Wordpress updater issue

Wordpress
- Retain both Git and SVN at the moment.
- 2018 post by Wordpress core team member about making Git the mirror - low priority for them.

  • SVN check-out was locked before Chef managed to do an update.
  • Wordpress SVN: no error reported.

Use Git checkout?
- Wordpress mixes upstream check-out stuff with user content.
- Not clear which is the master upstream.

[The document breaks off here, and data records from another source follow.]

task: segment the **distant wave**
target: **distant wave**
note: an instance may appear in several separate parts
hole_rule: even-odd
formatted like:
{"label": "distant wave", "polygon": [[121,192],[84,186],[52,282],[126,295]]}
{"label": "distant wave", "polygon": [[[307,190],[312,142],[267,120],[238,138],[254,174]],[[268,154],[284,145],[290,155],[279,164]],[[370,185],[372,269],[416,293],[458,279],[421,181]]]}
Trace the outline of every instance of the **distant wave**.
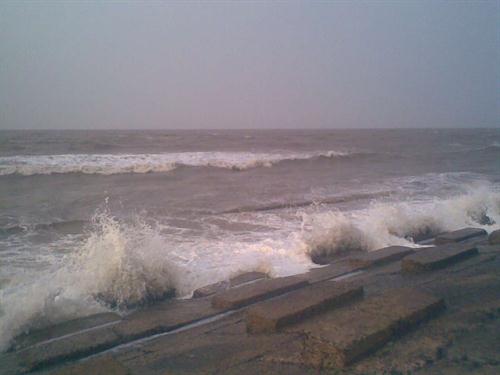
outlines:
{"label": "distant wave", "polygon": [[179,166],[245,170],[271,167],[286,160],[345,158],[355,155],[341,151],[318,152],[178,152],[165,154],[65,154],[0,157],[0,176],[84,173],[168,172]]}
{"label": "distant wave", "polygon": [[80,233],[83,227],[88,222],[85,220],[68,220],[68,221],[55,221],[52,223],[43,224],[33,224],[33,225],[10,225],[5,227],[0,227],[0,236],[13,235],[28,231],[41,231],[41,230],[53,230],[63,234],[69,233]]}
{"label": "distant wave", "polygon": [[381,191],[381,192],[373,192],[373,193],[355,193],[349,194],[345,196],[337,196],[337,197],[327,197],[327,198],[318,198],[318,199],[309,199],[309,200],[301,200],[301,201],[293,201],[293,202],[275,202],[254,206],[241,206],[236,208],[231,208],[226,211],[219,212],[218,214],[230,214],[230,213],[239,213],[239,212],[259,212],[259,211],[272,211],[272,210],[280,210],[283,208],[300,208],[311,206],[314,204],[338,204],[345,202],[352,202],[361,199],[371,199],[371,198],[380,198],[389,196],[392,191]]}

No action now. Will switch in the future.

Timescale DB issue

Autovacuum job on 680MB table going on for >12 hrs.
Reading stats file over again.
Happens at certain tables.

Suggestion: Issue a VACUUM once a day?

New Data Centre

Pending board decision on Friday on the tier of the OWG budget.

What criteria do we have?
Particular questions - Are we open to hosts which are different from the power & cooling provider? (e.g. contracting with company leasing part of the data-centre space)

Requirements

  • Remote hands! At least 1 hr per month.
  • Equinix in a different region ok - need to change upstream internet provider.
  • Data Provider: Not Cogent (IPv6)
  • Consider tier 2 connectivity
  • 2 diverse upstream connections to another rack
    • Start with 1Gbps but put in fiber + transciver to be 10Gbps, options for 2Gbps.

RIPE
~2000 EUR/year for becoming a member (double cost for 1st year).

  • Concerns
    • Still have to get allocation of IPv6s.
    • Would have to develop knowledge of running BGP across multiple sites.

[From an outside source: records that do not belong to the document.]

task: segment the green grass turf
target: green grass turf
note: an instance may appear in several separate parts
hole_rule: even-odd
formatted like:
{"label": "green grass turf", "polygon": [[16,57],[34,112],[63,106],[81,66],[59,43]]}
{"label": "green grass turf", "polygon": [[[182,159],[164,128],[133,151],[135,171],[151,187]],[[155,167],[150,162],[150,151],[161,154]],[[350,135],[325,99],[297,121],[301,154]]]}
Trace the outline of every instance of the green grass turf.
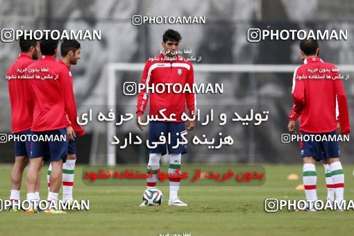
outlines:
{"label": "green grass turf", "polygon": [[[301,199],[301,183],[289,181],[291,173],[301,176],[298,165],[264,165],[267,180],[262,186],[183,186],[178,195],[187,208],[169,207],[167,201],[159,207],[141,208],[144,186],[90,187],[81,180],[77,167],[74,198],[90,200],[88,211],[66,214],[26,214],[0,212],[2,235],[158,235],[160,233],[192,233],[192,235],[350,235],[354,231],[353,211],[294,212],[267,213],[264,200]],[[10,192],[11,167],[0,167],[0,199]],[[47,169],[47,167],[44,167]],[[344,165],[345,199],[354,199],[354,165]],[[322,165],[317,166],[318,196],[325,200],[326,189]],[[45,171],[42,174],[41,196],[47,197]],[[25,199],[24,185],[21,194]],[[168,198],[168,187],[160,189]]]}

Suggestion: Go to ISP, as we don't have PGP knowledge.

  • Options
    • Tier1 provider (Grant has been advised against that).
    • Find another provider in the data centre, we can bridge to and have interack connections (one in AMS - rent our own full rack and connect rack-to-rack and upstream from there).

Current situation

  • Connect to Cogent via rack-to-rack and upstream from there.
  • Cogent: problematic with IPv6.
  • 1 upstream fiber connection.

Action item: Paul to gather some options.

API PostgreSQL update

- Plan for working out a timeline.

Action item: Paul to create ticket.

2022-2023 plan

Paul has worked on hardware refreshes, based on how old the machines are.

IPV6

Seems to be localised to Cogent IPv6 in Amsterdam. We should report to Cogent.
Cogent / Other Providers are problematic.
Grant / Paul: We report issue to Cogent and raise and issue.

2nd issue: google unreachable over IPv6.

Action items:

  • Tom to provide trace from Hertzner related to IPv6 connectivity issues to Grant.
  • Grant/Paul to report the issue to Cogent.

We will revisit at next meeting and decide if action required.

Faster CI (Continuous integration)

There are some jobs which are known broken.
OTRS has missing files, but they appear to breaking Open Source releases to push to commercial release.

AWS accounts need splitting, so that CI jobs do not run on master.
Options:

  • Control tower, generally available.
  • Own management module for multiple accounts.
  • Creating a sub-account for data sharing.
    • Separate accounts for different tasks (e.g. data sharing, security logging, master for billing) with granular permissions.
    • Advantage: allows to see where billing is coming from.

Action item: Grant to investigate.

We may consider private Github action runners in future to speed up CI job with additional parallel runners. https://github.com/philips-labs/terraform-aws-github-runner

OTRS

We can't stick on version 6 forever.

OTRS Community Edition forks:

Action item: Paul to create a ticket. #Post-meeting addition: https://github.com/openstreetmap/operations/issues/518 - Find alternative to OTRS 6).

Old tile caches: Viserion and Drogon

https://hardware.openstreetmap.org/servers/viserion.openstreetmap.org/
https://hardware.openstreetmap.org/servers/drogon.openstreetmap.org/

One has a faulty power supply.

Action item: Hrvoje to check power supplies.

Discourse

  • Usually is run as a container (has multiple flavours).
  • Rubén Martín's (HOT) suggestion: use Docker (wrapper script that does management). Offered to help.

Grant wants to externalise the database/persistent data storage.

Suggestion: create a non-public testing instance.
Pending: OAuth 2.0

Next meeting

Wednesday 7 April 2021 18:00 London time.